Table 2 list the experimental results comparing REHTN with JSHOP2. JSHOP2 uses the Multi-Timeline Preprocessing scheme (MTP) to explicitly encode the relative temporal constraints [10]. We randomly test ten groups of emergency logistics distribution problems in a flood disaster situation denoted by {ELD1,ELD2,…,ELD10}. The total incurred cost of REHTN is less than that of JSHOP2, because REHTN identifies more resource requirements and selects cheaper transportation means in limited time. Meanwhile, the CPU time of REHTN is shorter than that of JSHOP2 because REHTN adopts the constraint propagation accelerator to speed up resource constraint reasoning. The results indicate that REHTN is effective for the problems with hierarchical resource requirements.

Table 2 Comparison between REHTN and JSHOP2 in emergency logistics distribution planning domain

6 Conclusions and future work

Hierarchical resource reasoning, which is the unique feature of HTN planning, can help us effectively solve the domain knowledge with hierarchical resource constraints in emergency decision-making environment. This paper proposes REHTN for emergency decision-making with the aim to enhance the expressive power and to improve the processing speed of hierarchical resource reasoning. By designing the resource timelines, REHTN can express more realistic hierarchical resource requirements in task networks. By converting resource functions to global resource states, REHTN checks whether the plan is feasible. Moreover, the constraint propagation accelerator on resource timelines is designed to improve the efficiency of REHTN. The experimental study is conducted to validate the effectiveness of REHTN.
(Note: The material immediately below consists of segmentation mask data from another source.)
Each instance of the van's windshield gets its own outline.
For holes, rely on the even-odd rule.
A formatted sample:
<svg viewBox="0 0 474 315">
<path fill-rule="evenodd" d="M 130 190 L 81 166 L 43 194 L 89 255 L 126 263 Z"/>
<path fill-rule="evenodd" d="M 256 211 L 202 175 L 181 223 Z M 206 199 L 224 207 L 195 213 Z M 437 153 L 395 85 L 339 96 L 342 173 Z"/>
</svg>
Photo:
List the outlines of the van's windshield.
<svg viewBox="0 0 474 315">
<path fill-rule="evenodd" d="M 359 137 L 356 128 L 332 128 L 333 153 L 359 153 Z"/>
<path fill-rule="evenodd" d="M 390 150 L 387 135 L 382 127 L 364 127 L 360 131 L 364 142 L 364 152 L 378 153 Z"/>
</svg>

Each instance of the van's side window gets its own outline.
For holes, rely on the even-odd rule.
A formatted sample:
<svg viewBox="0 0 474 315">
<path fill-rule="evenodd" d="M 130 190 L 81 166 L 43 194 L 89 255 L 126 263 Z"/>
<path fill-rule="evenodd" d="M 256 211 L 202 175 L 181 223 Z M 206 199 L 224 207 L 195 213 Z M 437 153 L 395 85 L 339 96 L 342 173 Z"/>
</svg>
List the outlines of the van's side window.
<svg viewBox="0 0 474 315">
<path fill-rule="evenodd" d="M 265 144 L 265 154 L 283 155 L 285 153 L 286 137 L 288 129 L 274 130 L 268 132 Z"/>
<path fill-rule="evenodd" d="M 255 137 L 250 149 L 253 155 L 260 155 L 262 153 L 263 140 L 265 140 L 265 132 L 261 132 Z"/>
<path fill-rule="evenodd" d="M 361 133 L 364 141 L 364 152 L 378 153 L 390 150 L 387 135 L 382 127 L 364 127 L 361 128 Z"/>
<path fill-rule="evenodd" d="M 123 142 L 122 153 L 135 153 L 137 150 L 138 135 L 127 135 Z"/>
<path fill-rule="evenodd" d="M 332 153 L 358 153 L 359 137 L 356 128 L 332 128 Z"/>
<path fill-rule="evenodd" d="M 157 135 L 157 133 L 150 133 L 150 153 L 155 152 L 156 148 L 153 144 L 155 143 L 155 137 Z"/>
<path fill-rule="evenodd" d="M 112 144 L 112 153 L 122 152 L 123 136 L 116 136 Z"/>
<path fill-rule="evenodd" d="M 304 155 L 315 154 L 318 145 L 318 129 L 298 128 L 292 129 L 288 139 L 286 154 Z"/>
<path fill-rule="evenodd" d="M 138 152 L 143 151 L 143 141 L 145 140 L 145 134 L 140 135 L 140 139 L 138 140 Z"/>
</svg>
Our on-going works will carried out in two directions. Firstly, there are some cases that hierarchical resource requirements cannot be satisfied in emergency decision-making environment, which can be regarded as partial satisfaction planning problems. REHTN can be improved to deal with partial satisfaction planning problems in emergency decision-making. Secondly, there are some cases that resource requirements and resource states constantly change in emergency decision-making environment, and thus, the dynamic performance of REHTN can be improved.